A la place de l'escadron se forme une musique semblable à tous les régiments de cavalerie basée sur le nouveau système des instruments d'Adolphe Sax ; et placée sous les ordres de l'ancien adjudant maître de musique Brick, devenant ainsi trompette-major, grade inférieur à celui d'adjudant. Mais exceptionnellement, il gardera son grade ainsi que sa solde. Vingt élèves, choisis parmi ceux qui avaient le plus d'aptitude et de moralité, furent maintenus comme trompettes de l'école. Sur ce nombre, sept n’étaient pas liés au service et s'engagèrent dès leur 17 ans. Six étaient enfants de troupes, dont cinq agés de moins de 15 ans.

Les brigadiers-trompettes demandèrent à rester afin de pouvoir, ou partir dans un régiment, ou retourner dans le civil en attendant leur fin de contrat. Cette musique de cavalerie fut supprimée au même titre que toutes les autres de la cavalerie en 1867, et on forma une fanfare de cavalerie. Les trompettes reprirent le grade d'élève-trompette sans en être réellement des élèves.

Il existait un manuel intitulé Des principes élémentaires de la musique, à l'usage des élèves-trompettes de l'école royale de cavalerie, par l’imprimeur Degouy. Malheureusement aucun exemplaire ne semble nous être parvenu.

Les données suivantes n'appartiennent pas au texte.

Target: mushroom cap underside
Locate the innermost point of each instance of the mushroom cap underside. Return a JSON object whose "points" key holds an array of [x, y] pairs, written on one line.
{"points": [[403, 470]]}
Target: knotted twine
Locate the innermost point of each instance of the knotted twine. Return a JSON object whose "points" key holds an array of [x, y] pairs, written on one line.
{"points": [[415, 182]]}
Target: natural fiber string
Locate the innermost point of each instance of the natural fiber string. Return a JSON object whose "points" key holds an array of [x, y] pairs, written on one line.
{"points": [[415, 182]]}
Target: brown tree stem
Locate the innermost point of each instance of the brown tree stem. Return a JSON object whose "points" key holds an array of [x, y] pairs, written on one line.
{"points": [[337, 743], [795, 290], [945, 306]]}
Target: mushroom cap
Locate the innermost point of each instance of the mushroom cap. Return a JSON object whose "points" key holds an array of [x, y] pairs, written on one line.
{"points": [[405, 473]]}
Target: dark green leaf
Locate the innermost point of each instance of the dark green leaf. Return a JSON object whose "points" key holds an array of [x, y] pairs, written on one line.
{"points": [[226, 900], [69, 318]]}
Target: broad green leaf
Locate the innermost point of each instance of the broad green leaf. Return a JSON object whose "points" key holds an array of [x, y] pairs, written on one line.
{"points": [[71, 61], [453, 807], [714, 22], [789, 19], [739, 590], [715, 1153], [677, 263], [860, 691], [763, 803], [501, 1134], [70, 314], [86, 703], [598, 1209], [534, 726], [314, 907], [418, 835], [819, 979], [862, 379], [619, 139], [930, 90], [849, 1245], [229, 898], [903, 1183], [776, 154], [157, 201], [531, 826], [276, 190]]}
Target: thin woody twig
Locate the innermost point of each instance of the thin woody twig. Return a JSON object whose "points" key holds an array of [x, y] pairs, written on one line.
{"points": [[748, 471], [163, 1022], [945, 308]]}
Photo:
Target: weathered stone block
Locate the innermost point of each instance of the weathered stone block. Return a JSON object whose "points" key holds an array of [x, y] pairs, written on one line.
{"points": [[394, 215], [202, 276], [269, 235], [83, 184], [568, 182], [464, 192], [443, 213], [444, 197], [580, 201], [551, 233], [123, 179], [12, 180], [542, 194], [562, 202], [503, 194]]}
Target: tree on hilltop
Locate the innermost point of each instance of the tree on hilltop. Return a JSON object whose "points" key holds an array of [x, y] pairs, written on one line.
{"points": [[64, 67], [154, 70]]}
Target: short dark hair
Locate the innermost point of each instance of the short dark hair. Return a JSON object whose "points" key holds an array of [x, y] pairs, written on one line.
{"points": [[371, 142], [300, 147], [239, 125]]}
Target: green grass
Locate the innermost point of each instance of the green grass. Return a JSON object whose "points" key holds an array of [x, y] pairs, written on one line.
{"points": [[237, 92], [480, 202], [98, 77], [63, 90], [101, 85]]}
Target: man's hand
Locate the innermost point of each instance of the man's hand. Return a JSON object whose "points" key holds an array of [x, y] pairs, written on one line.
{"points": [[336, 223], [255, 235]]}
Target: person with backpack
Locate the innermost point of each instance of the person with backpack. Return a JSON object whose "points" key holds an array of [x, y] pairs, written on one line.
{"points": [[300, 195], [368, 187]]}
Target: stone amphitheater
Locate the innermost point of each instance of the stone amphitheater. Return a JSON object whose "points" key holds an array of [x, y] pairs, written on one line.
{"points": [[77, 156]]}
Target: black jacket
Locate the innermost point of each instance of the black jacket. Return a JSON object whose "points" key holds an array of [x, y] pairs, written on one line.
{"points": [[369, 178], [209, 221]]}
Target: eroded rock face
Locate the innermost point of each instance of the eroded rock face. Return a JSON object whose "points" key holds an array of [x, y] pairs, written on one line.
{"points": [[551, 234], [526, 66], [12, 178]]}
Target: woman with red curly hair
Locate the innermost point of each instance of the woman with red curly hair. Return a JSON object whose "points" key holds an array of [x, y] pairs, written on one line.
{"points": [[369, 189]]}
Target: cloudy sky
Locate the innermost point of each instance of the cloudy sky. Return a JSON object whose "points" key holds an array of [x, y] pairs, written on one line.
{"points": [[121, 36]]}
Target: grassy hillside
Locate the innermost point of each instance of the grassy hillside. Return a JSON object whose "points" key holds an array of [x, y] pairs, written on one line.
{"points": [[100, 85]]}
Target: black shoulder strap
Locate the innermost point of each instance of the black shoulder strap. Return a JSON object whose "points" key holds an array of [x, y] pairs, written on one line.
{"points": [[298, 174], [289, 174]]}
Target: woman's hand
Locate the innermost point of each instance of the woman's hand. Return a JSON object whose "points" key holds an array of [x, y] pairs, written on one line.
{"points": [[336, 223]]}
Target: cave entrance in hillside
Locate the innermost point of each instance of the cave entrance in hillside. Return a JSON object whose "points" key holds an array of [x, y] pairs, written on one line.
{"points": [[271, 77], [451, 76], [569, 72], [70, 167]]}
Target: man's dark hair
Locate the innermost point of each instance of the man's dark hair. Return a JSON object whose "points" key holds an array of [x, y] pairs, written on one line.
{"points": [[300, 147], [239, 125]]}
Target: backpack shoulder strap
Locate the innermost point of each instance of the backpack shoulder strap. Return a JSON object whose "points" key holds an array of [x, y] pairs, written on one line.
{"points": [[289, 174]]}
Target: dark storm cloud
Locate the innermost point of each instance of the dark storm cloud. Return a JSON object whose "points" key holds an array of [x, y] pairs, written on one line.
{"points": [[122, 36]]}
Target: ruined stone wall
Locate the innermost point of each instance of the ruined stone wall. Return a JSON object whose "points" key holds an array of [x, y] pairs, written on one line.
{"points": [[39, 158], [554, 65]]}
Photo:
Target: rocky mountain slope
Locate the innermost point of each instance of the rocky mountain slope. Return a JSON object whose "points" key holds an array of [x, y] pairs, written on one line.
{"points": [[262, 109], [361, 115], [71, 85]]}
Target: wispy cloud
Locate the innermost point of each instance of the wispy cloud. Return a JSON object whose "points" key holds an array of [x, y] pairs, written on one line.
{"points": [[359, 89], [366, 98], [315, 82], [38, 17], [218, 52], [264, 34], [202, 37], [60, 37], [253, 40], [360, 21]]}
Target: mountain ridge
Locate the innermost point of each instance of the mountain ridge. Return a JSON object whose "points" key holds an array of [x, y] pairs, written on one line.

Malgré un certain dénigrement des gouvernements, les écoles de trompette se sont maintenues, avec plus ou moins de succès, pendant près d’un siècle. Censées assurer une uniformité des sonneries dans les différents régiments, elles ont permis le développement d’une technicité, d’un son unique. Longtemps admirées aussi bien en France qu’à l’étranger, les sonneries d’ordonnance de cavalerie, les fanfares de trompettes, sont en voie de disparition. Aujourd'hui, il ne reste plus qu'une véritable fanfare de cavalerie : la fanfare de la Garde Républicaine de Paris, les autres ayant incorporé des instruments d'harmonie.


SOURCES :
SICARD, M. F., Histoire des institutions militaires des français, Tome III, 1834.
LEDRU-ROLLIN, sous la direction de M., Journal du palais: Répertoire général, contenant la jurisprudence de 1791 à 1846, Volume 6, 1846.
SAINTE-CHAPELLE, L'armée et la patrie, 3e Partie, 1821.
Archives du Service Historique de la Défense, carton XO 23.